Scotiabank strategists Shaun Osborne and Eric Theoret report that the Japanese Yen (JPY) is trading slightly weaker, with a fractional 0.1% decline, and remains near the midpoint of its range since mid-March [1]. The Yen has notably lagged behind its G10 peers, failing to benefit from the broader sentiment-driven recovery that has lifted other currencies in recent weeks [1]. Options markets are showing a growing premium for protection against Yen strength, indicating that investors see considerable upside potential if the Yen catches up with its peers [1].
The strategists highlight that risk reversals have shown little movement, but are now repricing to reflect increased demand for protection against a stronger JPY, suggesting market participants are preparing for a possible 'catch up trade' [1]. Additionally, Bank of Japan (BoJ) event risk is flagged as elevated, with markets closely watching the upcoming April 28 meeting for potential policy signals or surprises [1].

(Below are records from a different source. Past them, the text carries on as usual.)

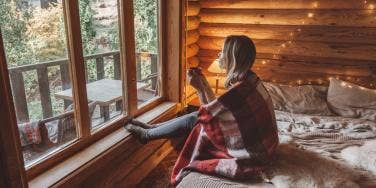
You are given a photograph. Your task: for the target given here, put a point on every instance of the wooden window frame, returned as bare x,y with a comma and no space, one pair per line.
167,66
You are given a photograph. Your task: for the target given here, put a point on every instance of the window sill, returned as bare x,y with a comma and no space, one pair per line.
63,169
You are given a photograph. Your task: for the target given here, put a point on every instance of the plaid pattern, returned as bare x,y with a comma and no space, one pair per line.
235,136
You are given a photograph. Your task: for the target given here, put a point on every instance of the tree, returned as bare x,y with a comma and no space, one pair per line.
13,24
146,31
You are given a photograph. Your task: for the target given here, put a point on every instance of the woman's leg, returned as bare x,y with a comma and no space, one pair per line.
174,127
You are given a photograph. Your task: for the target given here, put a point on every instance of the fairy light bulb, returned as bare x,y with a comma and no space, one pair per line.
315,4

No specific forward-looking statements or analyst opinions regarding the outcome of the BoJ meeting or its impact on USD/JPY were provided in the article [1].
CONCLUSION
The Japanese Yen's underperformance and the repricing of options for Yen strength point to potential upside risk for USD/JPY, especially as markets anticipate the April 28 BoJ meeting. Elevated event risk suggests traders are preparing for possible volatility, but concrete forecasts or outcomes remain unavailable. Overall, the market is cautious and alert to possible shifts in Yen dynamics.